When you’re young you won’t have a choice. I’ll make you watch it and tell you all about how we loved you and celebrated you before we met you. That we have amazing friends who were so excited to meet you they would sing “happy birthday” to you when you weren’t even there. That I redecorated the cake three times to try to make it perfect for a tiny stranger who will never see it in person (you will get to eat some of it because the mini part from the top is in our freezer and I think when you come home I’ll let you do whatever you want and eat all the sugar we have in the house because you’re so cute).

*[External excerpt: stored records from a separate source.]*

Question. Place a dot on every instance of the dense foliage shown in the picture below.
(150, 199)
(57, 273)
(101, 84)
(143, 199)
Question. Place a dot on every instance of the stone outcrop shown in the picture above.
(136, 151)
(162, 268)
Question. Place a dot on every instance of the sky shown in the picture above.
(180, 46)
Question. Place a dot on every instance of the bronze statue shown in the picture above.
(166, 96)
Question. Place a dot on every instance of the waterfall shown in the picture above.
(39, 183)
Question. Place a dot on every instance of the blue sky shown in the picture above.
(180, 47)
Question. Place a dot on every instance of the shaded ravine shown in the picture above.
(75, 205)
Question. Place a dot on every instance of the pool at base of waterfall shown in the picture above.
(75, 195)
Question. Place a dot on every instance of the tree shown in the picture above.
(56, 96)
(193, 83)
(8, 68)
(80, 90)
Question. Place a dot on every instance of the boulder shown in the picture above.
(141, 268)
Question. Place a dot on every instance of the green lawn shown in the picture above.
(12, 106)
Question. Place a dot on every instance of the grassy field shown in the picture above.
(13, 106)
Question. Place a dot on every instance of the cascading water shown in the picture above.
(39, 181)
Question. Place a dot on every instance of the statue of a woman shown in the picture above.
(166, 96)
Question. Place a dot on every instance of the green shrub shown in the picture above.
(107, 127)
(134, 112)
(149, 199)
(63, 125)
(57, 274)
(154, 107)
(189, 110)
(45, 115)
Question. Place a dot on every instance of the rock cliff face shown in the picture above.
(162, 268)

When you’re older, you can choose how often you want to read these few blog posts, look through our hundreds of emails in the folder labeled “Adoption”, hear the story of how we found you and traveled to meet you and bring you home, and watch your birthday video (Ashley, does that exist or no?? It’s just that I keep referencing it and maybe the video is irrelevant . . .). Maybe you won’t care much about it, but maybe it will help the tiniest bit for you to know that you are valued and wanted. We know we can’t do anything about your first few months on earth but we can give you a family now. Adopted or biological, young or old, we all need one.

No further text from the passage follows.